While much Black history coverage featured in K-12 curriculum focuses on national moments and figures, North Carolinians also have rich Black history in our own backyard — especially connected to the struggle for civil rights. For students, that proximity can be powerful. So today, let’s lift up a few places, people, and moments in North Carolina civil rights history to remind young people and adults alike that the next generation of North Carolina’s leaders and change-makers are likewise right here in our own communities.
As is my personal bias, let’s start in Durham. In the 1910s and 20s, Pauli Murray grew up in the Bull City, attending Hillside High School and St. Titus Episcopal Church. Murray would become a prolific and trailblazing community organizer, lawyer, reverend, and author, pioneering an “intersectional” approach to racial, class, and gender equity work long before that word ever existed. Murray’s prodigious life and career paved the way for countless other lawyers and organizers who drew upon Murray’s work, including future Supreme Court Justices Thurgood Marshall and Ruth Bader Ginsburg.
An hour or so west, Greensboro made its mark in the movement, too. On February 1, 1960, for instance, four North Carolina A&T freshmen — Joseph McNeil, Franklin McCain, David Richmond, and Jibreel Khazan — staged a historic sit-in at the segregated lunch counter at the Woolworth’s store in Greensboro. The “Greensboro Four” were far from trained organizers — they had just graduated from high school — but felt an overwhelming conviction to do something to act against injustice. The spark of their simple, courageous act was lifted by the winds of history and ignited similar activism for racial justice across the South and the nation.

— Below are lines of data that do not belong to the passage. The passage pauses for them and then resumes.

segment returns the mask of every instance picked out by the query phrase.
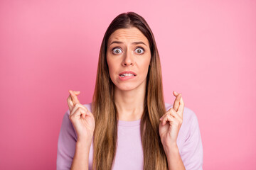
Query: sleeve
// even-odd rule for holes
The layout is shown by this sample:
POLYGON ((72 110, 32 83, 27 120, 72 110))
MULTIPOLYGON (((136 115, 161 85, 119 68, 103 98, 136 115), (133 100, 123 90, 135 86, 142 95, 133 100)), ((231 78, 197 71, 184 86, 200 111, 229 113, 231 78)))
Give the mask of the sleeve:
POLYGON ((198 118, 193 112, 193 113, 188 133, 181 154, 186 170, 202 170, 203 144, 198 118))
POLYGON ((57 170, 70 169, 75 154, 77 135, 69 119, 69 110, 65 112, 58 140, 57 170))

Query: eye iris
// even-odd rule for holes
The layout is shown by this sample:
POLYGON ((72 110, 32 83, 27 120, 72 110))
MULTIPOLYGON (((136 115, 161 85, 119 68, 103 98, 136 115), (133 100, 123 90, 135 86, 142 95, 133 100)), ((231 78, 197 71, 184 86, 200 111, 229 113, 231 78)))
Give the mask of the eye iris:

Just a few months later, that spark landed in Raleigh. In April 1960, Littleton native and civil rights organizer Ella Baker convened a conference of student leaders at Shaw University (where she had graduated as valedictorian) to transform this pivotal moment into a sustained movement. The organization that emerged from this gathering — the Student Nonviolent Coordinating Committee (SNCC) — would become among the most impactful groups in the Movement, forging young, dynamic, national leaders such as John Lewis, Diane Nash, Julian Bond, Stokely Carmichael, and Bob Moses. In the years to come, what started in Raleigh would transform the nation.
And don’t forget Charlotte. Of the many notable moments and people in Queen City civil rights history, Julius Chambers is among the most significant. A Mount Gilead native, Chambers attended N.C. Central (where he was student body president) and UNC Law School (where he was valedictorian and the first Black editor-in-chief of the law review) before becoming among the most influential civil rights lawyers in American history. His work from small North Carolina courthouses up to the U.S. Supreme Court advanced racial equity in education, voting rights, and employment, and inspired generations of North Carolina civil rights advocates to come.

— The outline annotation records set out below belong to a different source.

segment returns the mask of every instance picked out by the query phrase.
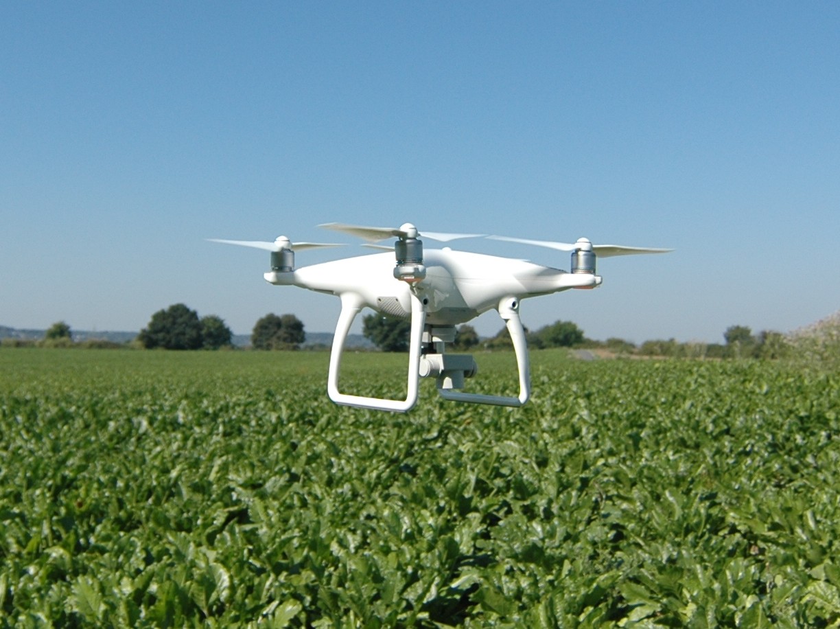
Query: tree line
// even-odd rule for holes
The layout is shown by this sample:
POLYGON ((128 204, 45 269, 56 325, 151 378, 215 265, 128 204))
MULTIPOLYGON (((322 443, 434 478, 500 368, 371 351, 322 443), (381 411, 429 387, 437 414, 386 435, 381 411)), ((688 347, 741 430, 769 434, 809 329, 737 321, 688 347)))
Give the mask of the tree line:
MULTIPOLYGON (((199 318, 183 304, 152 314, 140 330, 138 342, 146 349, 218 350, 233 346, 233 333, 215 314, 199 318)), ((294 314, 268 314, 254 325, 251 347, 255 350, 297 350, 306 340, 303 322, 294 314)))
MULTIPOLYGON (((374 313, 362 320, 362 334, 382 352, 407 352, 411 321, 374 313)), ((685 358, 783 358, 793 350, 789 338, 780 332, 763 330, 753 334, 747 325, 731 325, 723 333, 723 344, 688 342, 675 339, 645 341, 639 346, 621 338, 605 341, 587 338, 572 321, 558 320, 535 331, 526 329, 528 346, 532 349, 569 347, 604 350, 612 355, 668 357, 685 358)), ((250 336, 250 346, 255 350, 297 350, 306 341, 303 322, 294 314, 268 314, 257 320, 250 336)), ((3 343, 9 345, 9 343, 3 343)), ((14 344, 21 343, 15 341, 14 344)), ((72 330, 64 321, 53 324, 46 330, 43 341, 46 346, 76 346, 72 330)), ((124 346, 118 343, 89 341, 87 347, 124 346)), ((140 330, 135 345, 145 349, 218 350, 233 346, 233 333, 224 321, 215 314, 200 317, 196 310, 184 304, 175 304, 152 314, 149 325, 140 330)), ((449 347, 456 352, 473 348, 504 350, 512 347, 507 328, 491 337, 481 339, 468 324, 456 328, 454 342, 449 347)))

Rural North Carolina communities have made civil rights history, too. In 1982, for instance, community members in Warren County organized prolonged protests against the state’s dumping of toxic soil into the county’s landfill. By drawing national attention to the disproportionate impact of environmental hazards on marginalized communities of color, Warren County inspired a new focus within the Movement: environmental justice. Today, rural, predominantly Black communities across North Carolina continue to advance Warren County’s legacy by leading the movement for safe air, water, and soil for all.

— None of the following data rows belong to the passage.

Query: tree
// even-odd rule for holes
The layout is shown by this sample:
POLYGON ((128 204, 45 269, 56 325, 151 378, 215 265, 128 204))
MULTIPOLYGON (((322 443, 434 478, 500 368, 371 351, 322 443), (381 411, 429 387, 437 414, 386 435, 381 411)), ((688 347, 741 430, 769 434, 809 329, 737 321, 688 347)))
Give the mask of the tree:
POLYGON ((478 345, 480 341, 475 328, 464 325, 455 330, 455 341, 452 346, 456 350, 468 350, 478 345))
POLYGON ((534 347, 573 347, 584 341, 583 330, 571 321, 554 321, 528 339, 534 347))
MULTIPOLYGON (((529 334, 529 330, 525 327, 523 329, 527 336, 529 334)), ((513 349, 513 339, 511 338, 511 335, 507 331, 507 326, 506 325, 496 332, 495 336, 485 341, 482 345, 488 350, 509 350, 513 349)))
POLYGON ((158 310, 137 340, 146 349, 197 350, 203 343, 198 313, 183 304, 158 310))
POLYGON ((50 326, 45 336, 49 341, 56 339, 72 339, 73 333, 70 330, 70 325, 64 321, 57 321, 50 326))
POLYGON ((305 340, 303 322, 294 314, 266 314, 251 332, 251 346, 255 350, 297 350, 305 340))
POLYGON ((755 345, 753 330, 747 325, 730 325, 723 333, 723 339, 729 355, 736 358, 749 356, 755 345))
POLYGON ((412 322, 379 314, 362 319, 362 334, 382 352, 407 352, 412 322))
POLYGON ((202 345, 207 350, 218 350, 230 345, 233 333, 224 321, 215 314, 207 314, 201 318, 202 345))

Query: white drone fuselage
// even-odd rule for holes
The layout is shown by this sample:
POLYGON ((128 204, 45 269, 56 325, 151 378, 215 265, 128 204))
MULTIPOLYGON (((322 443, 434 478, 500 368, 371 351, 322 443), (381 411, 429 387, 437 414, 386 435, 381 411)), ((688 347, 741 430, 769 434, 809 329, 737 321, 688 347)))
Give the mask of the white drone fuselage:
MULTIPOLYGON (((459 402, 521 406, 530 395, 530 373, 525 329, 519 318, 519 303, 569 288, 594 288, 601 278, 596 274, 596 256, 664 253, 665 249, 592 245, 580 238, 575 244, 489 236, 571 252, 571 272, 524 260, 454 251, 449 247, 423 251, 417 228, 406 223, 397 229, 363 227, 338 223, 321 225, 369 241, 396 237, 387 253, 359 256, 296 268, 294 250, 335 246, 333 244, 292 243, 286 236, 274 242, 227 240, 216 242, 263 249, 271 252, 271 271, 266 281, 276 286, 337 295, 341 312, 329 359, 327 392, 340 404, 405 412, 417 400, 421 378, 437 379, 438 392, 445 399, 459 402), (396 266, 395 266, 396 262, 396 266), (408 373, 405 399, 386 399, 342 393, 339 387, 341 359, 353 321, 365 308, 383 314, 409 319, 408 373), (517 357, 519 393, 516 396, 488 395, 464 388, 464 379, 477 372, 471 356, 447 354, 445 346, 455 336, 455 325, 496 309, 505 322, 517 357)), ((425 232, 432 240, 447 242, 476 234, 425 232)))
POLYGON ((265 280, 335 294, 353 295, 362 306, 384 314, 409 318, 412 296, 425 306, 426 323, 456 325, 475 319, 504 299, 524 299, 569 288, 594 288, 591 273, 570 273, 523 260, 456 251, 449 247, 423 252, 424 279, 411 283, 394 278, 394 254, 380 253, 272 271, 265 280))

Of course, this short list is incomplete. But it already begins to teach us a foundational lesson of Black history and American history: Ordinary people showing extraordinary courage can spark systemic change. And often, it’s young people who lead the way. So today, let’s remember that North Carolina’s next generation of history-making entrepreneurs, writers, lawyers, and community leaders are currently sitting in classrooms across our state. When we invest in those students and classrooms, we plant the seeds for a better, brighter, more equitable North Carolina for us all.